Bahkan Suharso optimis pembangunan dilaksanakan sebagaimana semua rancangan yang ada di dalam master plan pembangunan IKN di salah satu provinsi di Pulau Kalimantan tersebut.
“Kita optimis, mudah-mudahan istana presiden bisa di groundbreaking pada tahun ini,” tandasnya.
Sementara, Deputi Bidang Pengembangan Regional Kementerian PPN/Bappenas, Rudy Soeprihadi Prawiradinata, mengatakan, realisasi fisik pembangunan Istana Presiden di IKN baru tidak akan jauh berbeda dari desain hasil pemenang sayembara tahun lalu.
Meski demikian, menurut Rudy, masih dibutuhkan kajian mendalam untuk realisasi desain, termasuk dengan yang dimiliki Kementerian PUPR, akan disesuaikan dengan realisasi di lapangan.
Menengok pemenang sayembara desain kawasan IKN, wilayah eksekutif presiden termasuk istana, akan diapit gedung lembaga yudikatif, seperti Mahkamah Agung dan lembaga legislatif seperti DPR-MPR.

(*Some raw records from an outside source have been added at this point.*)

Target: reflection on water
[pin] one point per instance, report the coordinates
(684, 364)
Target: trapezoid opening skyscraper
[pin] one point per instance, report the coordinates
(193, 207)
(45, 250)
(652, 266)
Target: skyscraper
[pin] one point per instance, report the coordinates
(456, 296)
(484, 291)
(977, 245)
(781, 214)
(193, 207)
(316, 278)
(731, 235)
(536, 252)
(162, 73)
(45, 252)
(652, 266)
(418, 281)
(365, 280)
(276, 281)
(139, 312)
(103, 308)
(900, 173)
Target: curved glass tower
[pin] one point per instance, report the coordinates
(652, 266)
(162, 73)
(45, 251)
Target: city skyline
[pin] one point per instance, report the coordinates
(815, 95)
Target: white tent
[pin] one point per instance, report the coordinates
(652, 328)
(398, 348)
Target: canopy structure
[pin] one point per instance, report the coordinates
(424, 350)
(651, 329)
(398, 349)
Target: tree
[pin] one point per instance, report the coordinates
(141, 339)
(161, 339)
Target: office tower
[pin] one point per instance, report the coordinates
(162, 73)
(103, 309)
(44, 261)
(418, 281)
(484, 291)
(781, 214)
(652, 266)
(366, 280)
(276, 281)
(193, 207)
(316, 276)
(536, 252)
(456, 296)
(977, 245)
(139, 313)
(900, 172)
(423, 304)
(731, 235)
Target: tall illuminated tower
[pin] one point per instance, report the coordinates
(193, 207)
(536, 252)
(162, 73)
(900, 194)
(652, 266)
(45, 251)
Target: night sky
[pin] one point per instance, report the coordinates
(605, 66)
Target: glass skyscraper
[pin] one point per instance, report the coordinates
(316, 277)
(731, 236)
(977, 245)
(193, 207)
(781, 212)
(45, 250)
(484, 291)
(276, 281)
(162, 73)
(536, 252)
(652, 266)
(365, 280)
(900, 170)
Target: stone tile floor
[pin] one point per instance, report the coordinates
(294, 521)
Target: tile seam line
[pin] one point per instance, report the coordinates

Menurut Rudy, dari desain yang sudah beredar saat ini, baru sebatas gambaran atau konsep dasar. Dalam merealisasikannya masih dibutuhkan banyak pertimbangan.
“Masih harus dipilah mana yang bisa dibangun kota, mana daerah lindung, mana kawasan pertanian,” katanya. (yb/foto: dok)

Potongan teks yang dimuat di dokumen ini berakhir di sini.